Commenting on the price achieved for the Giacometti, Helena Newman, Vice Chairman of Sotheby’s Impressionist & Modern Art department worldwide, said: “The price is a reflection of the extraordinary importance of this exceptionally rare work, and the only life-time cast of this iconic subject ever to have come to auction.”

Formerly part of the corporate collection of Dresdner Bank AG, the sculpture came into the possession of Commerzbank AG after the latter’s takeover of Dresdner Bank in 2009. Commerzbank intends to use the sale proceeds to strengthen the resources of its new Foundation Centre, and also to provide funds to their partner museums for restoration work and educational programmes.

Gustav Klimt’s Kirche in Cassone (Church in Cassone)
Also the subject of keen interest and excitement was Gustav Klimt’s beautiful, jewel-like Kirche in Cassone – an intensely powerful work charged with historical significance, the painting attracted four bidders who together took the final price to £26,921,250 / $43,208,606 / €30,725,246 – well in excess of the pre-sale estimate of £12-18 million and establishing a new auction record for a landscape by the artist.

Once part of one of the greatest early collections of Klimt’s work – that of the Austro-Hungarian iron magnate and collector Victor Zuckerkandl and his wife Paula – the work went missing in Vienna during the Nazi period and only resurfaced decades later. It was offered for sale tonight pursuant to an agreement between Georges Jorisch, the now 81-year old great nephew of the original owner, and the European private collector in whose family the painting had been for several years.

After the sale, Georges Jorisch said: “Today’s sale closes a long-open chapter in my life in which I recover a part of my forbears’ legacy and pass it on to future generations, just as my parents would have wished.”

Other notable prices, moments and information

• Important still life by Paul Cézanne sells for £11,801,250 / $18,941,006 /€13,468,777
Painted in 1893-4, when Cezanne’s mastery of the still life was at its height, Pichet et fruits sur une table ranks among the finest works by the artist ever to have come to auction. Once part of such illustrious collections as those of Dr Albert C. Barnes, Chester A. Beatty and Laurance S. Rockefeller, the painting has now found a new place in the home of the collector who paid £11.8 million to secure it.

• Egon Schiele’s, Sitzende Frau mit violetten Strümpfen, (Seated Woman in Violet Stockings), of 1917, made £4,857,250/ $7,795,886 /€5,543,584 against an estimate of £3,000,000-5,000,000. Fresh to the market and never previously offered at auction, this powerful work had been in the same distinguished private collection for the 34 years prior to this evening’s sale.

• Henri Matisse’s Femme Couchée – a magnificent example of Matisse’s favourite subject, made £4,409,250/ $7,076,846 /€5,032,281 against an estimate of £3,500,000-5,500,000

• The sale saw the highest price of the week for a Surrealist work: Rene Magritte’s Le Beau Navire – one of the finest 1940s nudes ever to have appeared on the market, and in the same private collection since 1977 – made £3,737,250 / $5,998,286 / €4,265,327 against an estimate of £2,500,000-3,500,000.

• Fauve and Expressionist works, which were well represented in the sale, also performed strongly.
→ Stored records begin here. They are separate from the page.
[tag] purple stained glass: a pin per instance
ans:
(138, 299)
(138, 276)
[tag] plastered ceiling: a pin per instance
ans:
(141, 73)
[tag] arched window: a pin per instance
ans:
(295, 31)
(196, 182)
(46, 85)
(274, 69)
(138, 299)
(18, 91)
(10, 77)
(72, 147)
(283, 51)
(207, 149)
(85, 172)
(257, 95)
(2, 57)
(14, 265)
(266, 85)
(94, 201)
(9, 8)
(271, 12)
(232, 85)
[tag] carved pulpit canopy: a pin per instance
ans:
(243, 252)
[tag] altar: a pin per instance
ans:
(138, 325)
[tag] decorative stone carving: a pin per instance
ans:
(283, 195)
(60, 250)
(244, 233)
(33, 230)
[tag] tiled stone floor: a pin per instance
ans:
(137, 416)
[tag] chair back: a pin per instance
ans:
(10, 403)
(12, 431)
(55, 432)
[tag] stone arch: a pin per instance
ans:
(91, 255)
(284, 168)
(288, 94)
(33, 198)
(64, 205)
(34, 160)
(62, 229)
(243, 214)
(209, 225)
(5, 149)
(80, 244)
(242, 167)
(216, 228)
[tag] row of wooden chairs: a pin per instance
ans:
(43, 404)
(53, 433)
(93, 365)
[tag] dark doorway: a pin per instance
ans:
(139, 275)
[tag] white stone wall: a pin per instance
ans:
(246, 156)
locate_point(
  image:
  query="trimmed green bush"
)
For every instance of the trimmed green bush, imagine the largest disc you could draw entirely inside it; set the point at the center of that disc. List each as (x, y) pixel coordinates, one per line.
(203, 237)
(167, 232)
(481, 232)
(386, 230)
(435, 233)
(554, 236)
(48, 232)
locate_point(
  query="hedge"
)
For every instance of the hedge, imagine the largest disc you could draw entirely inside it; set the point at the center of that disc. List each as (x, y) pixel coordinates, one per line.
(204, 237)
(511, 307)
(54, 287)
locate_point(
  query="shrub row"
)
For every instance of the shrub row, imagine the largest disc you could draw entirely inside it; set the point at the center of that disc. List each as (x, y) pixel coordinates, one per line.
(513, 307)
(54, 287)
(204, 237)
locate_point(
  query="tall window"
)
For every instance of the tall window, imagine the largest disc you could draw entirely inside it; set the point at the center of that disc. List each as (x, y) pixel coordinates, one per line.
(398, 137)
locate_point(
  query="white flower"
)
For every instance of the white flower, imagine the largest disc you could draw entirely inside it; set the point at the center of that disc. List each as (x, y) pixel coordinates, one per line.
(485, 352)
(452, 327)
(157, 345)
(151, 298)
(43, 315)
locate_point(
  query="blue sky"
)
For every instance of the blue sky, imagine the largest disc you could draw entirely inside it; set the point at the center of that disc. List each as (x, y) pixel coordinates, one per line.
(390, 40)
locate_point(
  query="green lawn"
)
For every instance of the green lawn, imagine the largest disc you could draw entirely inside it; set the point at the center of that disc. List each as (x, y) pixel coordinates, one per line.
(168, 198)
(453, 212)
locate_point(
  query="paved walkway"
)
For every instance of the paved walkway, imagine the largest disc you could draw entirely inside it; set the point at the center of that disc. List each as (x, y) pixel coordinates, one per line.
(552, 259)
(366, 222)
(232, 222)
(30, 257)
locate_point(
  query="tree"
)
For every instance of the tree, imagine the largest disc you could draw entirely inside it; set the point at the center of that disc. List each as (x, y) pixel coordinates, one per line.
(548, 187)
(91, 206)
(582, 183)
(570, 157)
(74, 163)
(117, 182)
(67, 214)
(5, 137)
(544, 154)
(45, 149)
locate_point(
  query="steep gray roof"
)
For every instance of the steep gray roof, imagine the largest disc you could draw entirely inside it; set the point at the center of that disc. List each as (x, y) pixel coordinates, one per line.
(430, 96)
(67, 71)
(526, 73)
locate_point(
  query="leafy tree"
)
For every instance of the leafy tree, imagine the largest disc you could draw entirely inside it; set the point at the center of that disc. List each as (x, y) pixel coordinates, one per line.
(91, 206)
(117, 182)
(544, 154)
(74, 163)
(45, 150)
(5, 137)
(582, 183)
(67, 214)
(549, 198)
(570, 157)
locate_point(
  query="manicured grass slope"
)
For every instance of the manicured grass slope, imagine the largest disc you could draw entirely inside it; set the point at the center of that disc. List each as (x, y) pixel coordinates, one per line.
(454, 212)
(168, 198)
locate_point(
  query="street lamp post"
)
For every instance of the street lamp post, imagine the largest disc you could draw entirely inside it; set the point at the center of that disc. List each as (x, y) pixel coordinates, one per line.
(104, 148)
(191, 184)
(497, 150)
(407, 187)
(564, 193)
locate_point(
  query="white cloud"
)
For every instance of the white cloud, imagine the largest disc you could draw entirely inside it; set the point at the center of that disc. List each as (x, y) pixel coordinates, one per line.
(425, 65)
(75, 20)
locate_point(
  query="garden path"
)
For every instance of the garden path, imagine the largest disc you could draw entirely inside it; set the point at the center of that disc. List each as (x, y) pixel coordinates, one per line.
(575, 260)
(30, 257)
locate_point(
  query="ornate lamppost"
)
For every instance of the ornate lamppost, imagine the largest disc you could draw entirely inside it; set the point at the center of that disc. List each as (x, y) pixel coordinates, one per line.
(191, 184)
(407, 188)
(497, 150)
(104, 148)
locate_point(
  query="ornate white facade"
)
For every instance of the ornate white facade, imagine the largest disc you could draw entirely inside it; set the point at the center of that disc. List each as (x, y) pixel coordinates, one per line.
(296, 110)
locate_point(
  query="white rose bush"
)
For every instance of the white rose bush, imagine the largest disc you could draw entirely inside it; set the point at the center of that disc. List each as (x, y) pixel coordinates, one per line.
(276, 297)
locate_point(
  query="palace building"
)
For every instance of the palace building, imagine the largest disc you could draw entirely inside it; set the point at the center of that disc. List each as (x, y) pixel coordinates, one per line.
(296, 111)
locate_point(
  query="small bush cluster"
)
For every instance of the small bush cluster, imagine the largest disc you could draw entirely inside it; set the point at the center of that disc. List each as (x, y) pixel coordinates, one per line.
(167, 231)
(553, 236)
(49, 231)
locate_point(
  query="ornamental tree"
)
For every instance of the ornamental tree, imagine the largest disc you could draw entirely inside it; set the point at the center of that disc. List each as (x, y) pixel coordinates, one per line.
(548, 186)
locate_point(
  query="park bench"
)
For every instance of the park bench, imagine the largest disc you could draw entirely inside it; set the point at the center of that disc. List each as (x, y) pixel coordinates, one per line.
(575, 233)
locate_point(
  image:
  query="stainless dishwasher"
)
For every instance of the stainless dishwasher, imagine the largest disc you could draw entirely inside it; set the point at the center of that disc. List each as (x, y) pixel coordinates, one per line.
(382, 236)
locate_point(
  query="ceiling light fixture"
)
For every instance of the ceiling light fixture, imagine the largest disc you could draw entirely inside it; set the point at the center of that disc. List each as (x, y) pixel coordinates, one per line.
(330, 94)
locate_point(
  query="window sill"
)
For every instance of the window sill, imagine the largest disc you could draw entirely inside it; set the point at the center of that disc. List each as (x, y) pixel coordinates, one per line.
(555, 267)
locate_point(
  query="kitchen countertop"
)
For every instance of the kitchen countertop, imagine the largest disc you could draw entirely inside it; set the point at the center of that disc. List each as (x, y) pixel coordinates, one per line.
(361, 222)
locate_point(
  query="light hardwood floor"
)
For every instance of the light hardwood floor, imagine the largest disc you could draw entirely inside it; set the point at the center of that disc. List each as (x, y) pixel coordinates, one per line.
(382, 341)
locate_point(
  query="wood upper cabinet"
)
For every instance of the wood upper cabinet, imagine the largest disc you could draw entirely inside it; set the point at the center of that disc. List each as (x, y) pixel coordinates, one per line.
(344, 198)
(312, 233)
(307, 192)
In addition to the prices achieved for the Matisse and Schiele mentioned above, Ernst Ludwig Kirchner’s Variétéparade (Variety Show) almost doubled its pre-sale high estimate when it sold for £2,953,250 / $4,739,966 / €3,370, 547 (est: £1,000,000-1,500,000) – the third highest price for the artist at auction.

• Georges Seurat’s Garçonnet Assis (Maurice Appert) – one of the finest works on paper by the artist to appear at auction, and with an excellent provenance – was pursued by no fewer than four bidders, who drove the price to £1,945,250/ €3,122,126 (est: £750,000-1,000,000).